Woordenboek der Grieksche en Romeinsche Oudheid

Z.C. de Boer, J.G. Schlimmer (1910)

Gepubliceerd op 18-06-2019

Hospitium

betekenis & definitie

Hospitium - . Tusschen aanzienlijke familiën in verschillende steden en gewesten bestonden vaak banden van gastvriendschap. Bij het sluiten van zulk een band (foedus) werden de namen van beide familiën op eene zoogenaamde tessera hospitalis geschreven, eene soort van liniaal, zóó dat aan weerszijden een naam stond. Zulk eene tessera wordt dan doorgebroken en elke familie ontving eene helft.

Op vertoon daarvan had men niet slechts aanspraak op herberging, maar ook, zoo noodig, op hulp en bescherming. De band ging op de erfgenamen over en werd als heilig beschouwd. De rom. grooten hadden zulke hospitia de geheele wereld door.
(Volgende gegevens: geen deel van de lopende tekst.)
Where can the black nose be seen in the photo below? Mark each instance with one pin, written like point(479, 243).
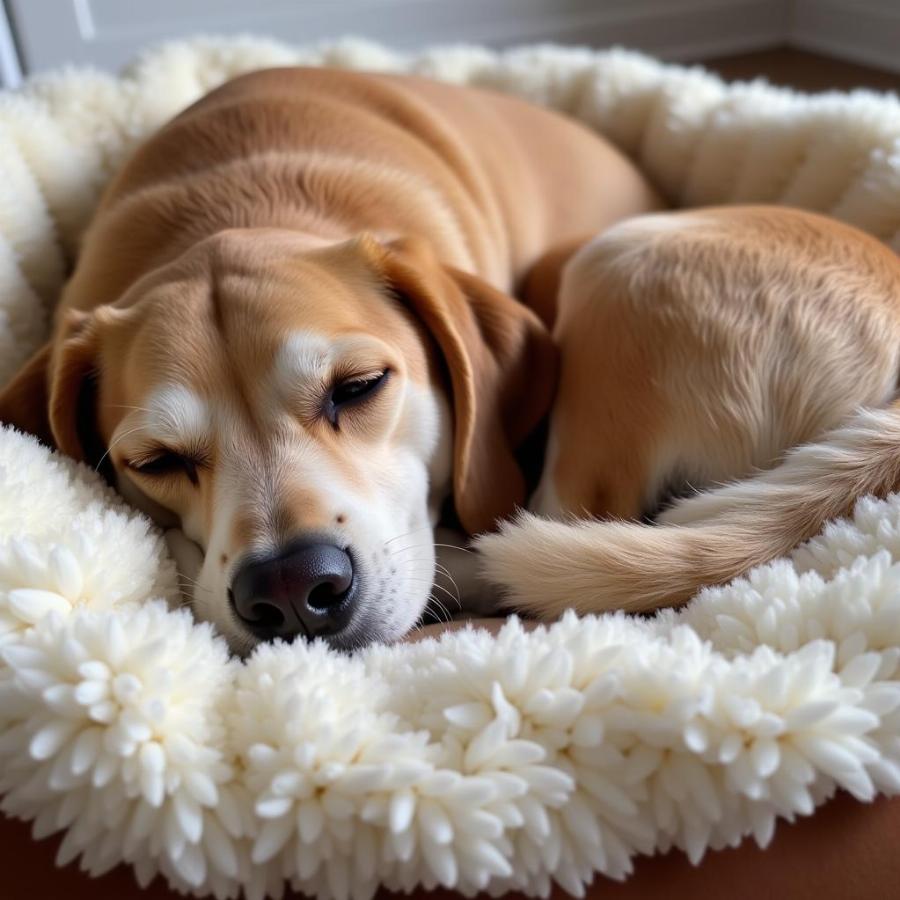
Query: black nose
point(307, 588)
Niet slechts echter bijzondere personen sloten zulke banden van gastvriendschap, zij komen ook voor tusschen staten, in welk geval van weerszijden vorstelijke personen en gezanten op staatskosten werden gehuisvest en onthaald. Dit heet hospitium publicum. Ook bestonden er hospitia tusschen tal van civitates in den vreemde en aanzienlijke familiën te Rome, waarmede dan tevens aan deze familie het patronaat werd opgedragen, d. w. z. de taak om de vreemde civitas in rechten als anderszins te vertegenwoordigen, hare burgers te Rome te beschermen en hare belangen voor te staan, ongeveer zooals in onze nieuwere maatschappij de consuls doen.